Gone are the days when faculty jobs were so scarce that you went out to celebrate when a university even called you for an interview. These days it’s a seller’s market where scientists come armed with sophisticated facilities, salary and technical support requirements (and sometimes lawyers) that, if they’re any good, you can rest assured every other state is willing to give to them. And holding on to talented scientists is a constant challenge.
What this creates is a lengthy and expensive process of hiring and retaining talented scientists, the very scientists we need in order to swiftly develop the nation’s technical needs in this time of crisis.
Sorely needed, then, are fast, flexible (and stable) dollars from New York State to bring the best and the brightest here to UB to work as part of transdisciplinary teams to tackle these complex questions, and to avoid a brain drain of the scientists we already have.

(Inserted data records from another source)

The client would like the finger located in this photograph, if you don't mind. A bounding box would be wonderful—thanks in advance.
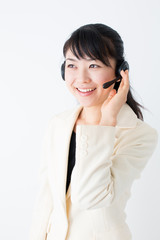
[106,89,116,103]
[119,70,129,90]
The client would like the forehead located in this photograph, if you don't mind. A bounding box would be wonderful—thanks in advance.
[66,49,116,67]
[66,49,96,60]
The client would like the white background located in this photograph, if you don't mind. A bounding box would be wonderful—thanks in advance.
[0,0,160,240]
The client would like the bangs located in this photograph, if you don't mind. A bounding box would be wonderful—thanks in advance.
[63,28,115,66]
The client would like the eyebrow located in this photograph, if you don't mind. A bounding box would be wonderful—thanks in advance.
[66,58,96,62]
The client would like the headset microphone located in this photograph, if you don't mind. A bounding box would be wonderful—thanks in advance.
[103,61,129,89]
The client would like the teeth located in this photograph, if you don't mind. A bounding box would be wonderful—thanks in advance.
[77,88,95,92]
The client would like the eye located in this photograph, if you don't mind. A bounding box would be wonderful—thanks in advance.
[67,64,75,68]
[90,64,99,68]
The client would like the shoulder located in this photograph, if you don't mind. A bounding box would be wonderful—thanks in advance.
[116,104,158,153]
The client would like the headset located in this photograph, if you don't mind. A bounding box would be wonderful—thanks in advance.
[61,61,129,89]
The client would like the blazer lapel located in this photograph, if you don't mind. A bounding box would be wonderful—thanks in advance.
[50,105,82,209]
[50,104,137,210]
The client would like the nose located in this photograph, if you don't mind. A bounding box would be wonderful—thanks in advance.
[76,69,91,84]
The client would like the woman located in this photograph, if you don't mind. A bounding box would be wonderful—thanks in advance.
[30,24,157,240]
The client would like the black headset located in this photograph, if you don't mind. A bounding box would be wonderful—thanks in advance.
[61,61,129,89]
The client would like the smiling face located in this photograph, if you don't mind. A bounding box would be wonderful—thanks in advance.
[65,49,116,107]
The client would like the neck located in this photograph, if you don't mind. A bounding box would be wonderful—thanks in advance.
[79,105,101,125]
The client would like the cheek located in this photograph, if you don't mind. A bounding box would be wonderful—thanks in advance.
[96,72,115,85]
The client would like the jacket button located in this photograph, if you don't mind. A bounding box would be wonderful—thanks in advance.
[81,135,87,141]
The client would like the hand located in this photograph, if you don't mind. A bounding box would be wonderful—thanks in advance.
[99,70,129,126]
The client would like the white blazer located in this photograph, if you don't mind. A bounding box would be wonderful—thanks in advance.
[29,104,157,240]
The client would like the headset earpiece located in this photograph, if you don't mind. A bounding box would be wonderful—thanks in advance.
[61,61,66,81]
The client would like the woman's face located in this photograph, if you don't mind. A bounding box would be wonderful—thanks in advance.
[65,50,116,107]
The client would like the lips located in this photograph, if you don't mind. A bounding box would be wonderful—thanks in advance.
[76,88,96,93]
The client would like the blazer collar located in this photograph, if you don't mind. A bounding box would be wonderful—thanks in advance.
[59,103,137,128]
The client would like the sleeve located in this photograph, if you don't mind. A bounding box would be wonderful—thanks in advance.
[29,121,53,240]
[71,121,157,209]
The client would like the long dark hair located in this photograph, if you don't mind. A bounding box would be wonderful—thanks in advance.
[63,23,144,120]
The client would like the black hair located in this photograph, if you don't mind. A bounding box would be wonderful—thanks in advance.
[63,23,144,120]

We need teams such as cultural anthropologists, behavioral and political scientists to understand terrorist-supporting cultures and behaviors. Teams of vaccine, pharmaceutics and immunology experts to develop first-line bio-defense. And, for example, teams of linguists, computer programmers and artificial intelligence experts to develop accent recognition and speech analysis capabilities.
Real law enforcement agents need the most advanced capabilities that scientists and engineers can produce. Yes, scientists can make us safe. We just need more of them.